List comprehension is one of Python’s most powerful and elegant features. It lets you create new lists from existing ones in a single, readable line of code.

Basic Syntax

# [expression for item in iterable if condition]
squares = [x**2 for x in range(10)]
print(squares)  # [0, 1, 4, 9, 16, 25, 36, 49, 64, 81]

Squares of Even Numbers

even_squares = [x**2 for x in range(1, 11) if x % 2 == 0]
print(even_squares)  # Output: [4, 16, 36, 64, 100]

Filter Strings by Length

words = ["cat", "elephant", "dog", "hippopotamus", "ox"]
long_words = [w for w in words if len(w) > 4]
print(long_words)  # Output: ['elephant', 'hippopotamus']

Convert to Uppercase

fruits = ["apple", "banana", "cherry"]
upper_fruits = [f.upper() for f in fruits]
print(upper_fruits)  # Output: ['APPLE', 'BANANA', 'CHERRY']

Flatten a 2D List

matrix = [[1, 2, 3], [4, 5, 6], [7, 8, 9]]
flat = [num for row in matrix for num in row]
print(flat)  # Output: [1, 2, 3, 4, 5, 6, 7, 8, 9]
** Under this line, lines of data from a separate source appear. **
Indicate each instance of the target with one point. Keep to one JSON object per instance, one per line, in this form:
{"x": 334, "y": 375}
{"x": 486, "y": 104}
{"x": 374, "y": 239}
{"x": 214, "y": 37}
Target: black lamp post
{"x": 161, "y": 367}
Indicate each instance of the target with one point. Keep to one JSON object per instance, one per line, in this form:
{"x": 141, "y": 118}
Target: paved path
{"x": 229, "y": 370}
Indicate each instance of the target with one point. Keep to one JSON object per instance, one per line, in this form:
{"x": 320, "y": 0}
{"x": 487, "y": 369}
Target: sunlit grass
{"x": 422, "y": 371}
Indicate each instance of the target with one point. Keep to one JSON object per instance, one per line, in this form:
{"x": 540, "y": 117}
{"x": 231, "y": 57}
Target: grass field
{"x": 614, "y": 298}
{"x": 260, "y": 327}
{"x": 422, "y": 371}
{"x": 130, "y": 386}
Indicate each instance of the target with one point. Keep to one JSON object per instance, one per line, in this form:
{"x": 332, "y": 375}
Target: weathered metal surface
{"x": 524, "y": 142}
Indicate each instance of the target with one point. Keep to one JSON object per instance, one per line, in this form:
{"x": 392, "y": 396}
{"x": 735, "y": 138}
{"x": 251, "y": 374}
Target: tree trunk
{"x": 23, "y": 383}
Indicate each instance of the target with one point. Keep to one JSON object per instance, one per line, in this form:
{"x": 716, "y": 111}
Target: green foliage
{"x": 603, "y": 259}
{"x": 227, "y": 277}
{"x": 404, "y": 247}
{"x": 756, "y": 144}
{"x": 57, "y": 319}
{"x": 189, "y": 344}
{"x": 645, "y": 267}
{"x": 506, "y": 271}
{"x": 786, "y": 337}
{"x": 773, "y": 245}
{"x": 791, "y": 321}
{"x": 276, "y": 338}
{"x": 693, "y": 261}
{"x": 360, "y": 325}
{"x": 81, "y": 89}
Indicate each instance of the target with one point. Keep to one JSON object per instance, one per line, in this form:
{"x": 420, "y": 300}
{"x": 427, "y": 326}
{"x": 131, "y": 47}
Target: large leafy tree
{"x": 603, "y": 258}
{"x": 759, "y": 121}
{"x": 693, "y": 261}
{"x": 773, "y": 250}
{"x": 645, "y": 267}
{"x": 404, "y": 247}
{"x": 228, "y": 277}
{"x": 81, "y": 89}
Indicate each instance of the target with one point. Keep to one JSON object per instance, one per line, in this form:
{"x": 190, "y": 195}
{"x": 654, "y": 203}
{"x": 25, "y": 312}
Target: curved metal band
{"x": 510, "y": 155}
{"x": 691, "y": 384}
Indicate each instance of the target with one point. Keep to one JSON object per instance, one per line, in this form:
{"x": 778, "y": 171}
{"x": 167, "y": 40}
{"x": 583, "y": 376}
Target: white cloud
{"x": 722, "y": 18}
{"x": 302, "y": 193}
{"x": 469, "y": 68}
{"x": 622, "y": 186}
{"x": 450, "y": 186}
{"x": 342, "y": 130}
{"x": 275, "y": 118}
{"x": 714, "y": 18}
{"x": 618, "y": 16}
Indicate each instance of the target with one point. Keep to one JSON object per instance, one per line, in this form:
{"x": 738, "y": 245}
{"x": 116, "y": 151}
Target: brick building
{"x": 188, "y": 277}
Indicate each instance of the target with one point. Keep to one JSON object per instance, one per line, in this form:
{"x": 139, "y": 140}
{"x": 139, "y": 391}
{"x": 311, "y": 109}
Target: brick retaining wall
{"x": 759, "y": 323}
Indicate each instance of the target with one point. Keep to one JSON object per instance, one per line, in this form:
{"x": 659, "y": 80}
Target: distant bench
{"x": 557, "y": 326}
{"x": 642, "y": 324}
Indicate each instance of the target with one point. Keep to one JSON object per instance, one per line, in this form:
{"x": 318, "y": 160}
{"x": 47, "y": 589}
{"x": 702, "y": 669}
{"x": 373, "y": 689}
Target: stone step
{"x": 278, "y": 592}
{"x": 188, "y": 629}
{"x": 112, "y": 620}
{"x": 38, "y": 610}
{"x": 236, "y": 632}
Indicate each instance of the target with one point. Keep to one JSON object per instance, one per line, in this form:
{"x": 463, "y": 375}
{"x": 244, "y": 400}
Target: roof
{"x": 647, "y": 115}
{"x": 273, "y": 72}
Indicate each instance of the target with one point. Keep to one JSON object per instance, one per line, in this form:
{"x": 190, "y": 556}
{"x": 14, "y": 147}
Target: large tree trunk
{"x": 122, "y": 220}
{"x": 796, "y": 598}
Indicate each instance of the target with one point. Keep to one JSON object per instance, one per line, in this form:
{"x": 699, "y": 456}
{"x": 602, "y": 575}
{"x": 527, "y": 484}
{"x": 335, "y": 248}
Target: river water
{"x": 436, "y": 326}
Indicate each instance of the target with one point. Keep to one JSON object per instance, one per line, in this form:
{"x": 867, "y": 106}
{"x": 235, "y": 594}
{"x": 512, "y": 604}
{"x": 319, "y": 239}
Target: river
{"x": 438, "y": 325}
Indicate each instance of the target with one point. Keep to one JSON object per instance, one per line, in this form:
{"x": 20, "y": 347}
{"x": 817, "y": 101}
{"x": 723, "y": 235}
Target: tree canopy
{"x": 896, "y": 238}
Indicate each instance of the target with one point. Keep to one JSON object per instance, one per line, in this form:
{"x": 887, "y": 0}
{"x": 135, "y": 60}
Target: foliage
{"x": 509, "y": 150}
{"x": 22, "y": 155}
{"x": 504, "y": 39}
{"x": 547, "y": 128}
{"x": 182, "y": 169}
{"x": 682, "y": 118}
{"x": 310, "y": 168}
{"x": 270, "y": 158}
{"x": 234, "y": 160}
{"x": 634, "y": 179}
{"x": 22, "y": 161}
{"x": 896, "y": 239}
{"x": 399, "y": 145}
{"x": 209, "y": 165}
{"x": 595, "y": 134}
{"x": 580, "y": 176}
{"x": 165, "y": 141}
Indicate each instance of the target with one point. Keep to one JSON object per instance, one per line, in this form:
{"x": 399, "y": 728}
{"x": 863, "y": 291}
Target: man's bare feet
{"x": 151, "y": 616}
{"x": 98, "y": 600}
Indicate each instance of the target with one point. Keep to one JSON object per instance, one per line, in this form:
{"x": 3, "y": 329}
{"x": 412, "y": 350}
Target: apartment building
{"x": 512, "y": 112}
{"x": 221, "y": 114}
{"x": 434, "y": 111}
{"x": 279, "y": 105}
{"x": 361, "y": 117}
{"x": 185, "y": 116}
Dictionary Comprehension Bonus

nums = [1, 2, 3, 4, 5]
squared_dict = {n: n**2 for n in nums}
print(squared_dict)  # Output: {1: 1, 2: 4, 3: 9, 4: 16, 5: 25}

Key Takeaway

List comprehensions are faster than equivalent for-loops and more readable. Master the pattern [expression for item in iterable if condition] — it appears in almost every Python codebase.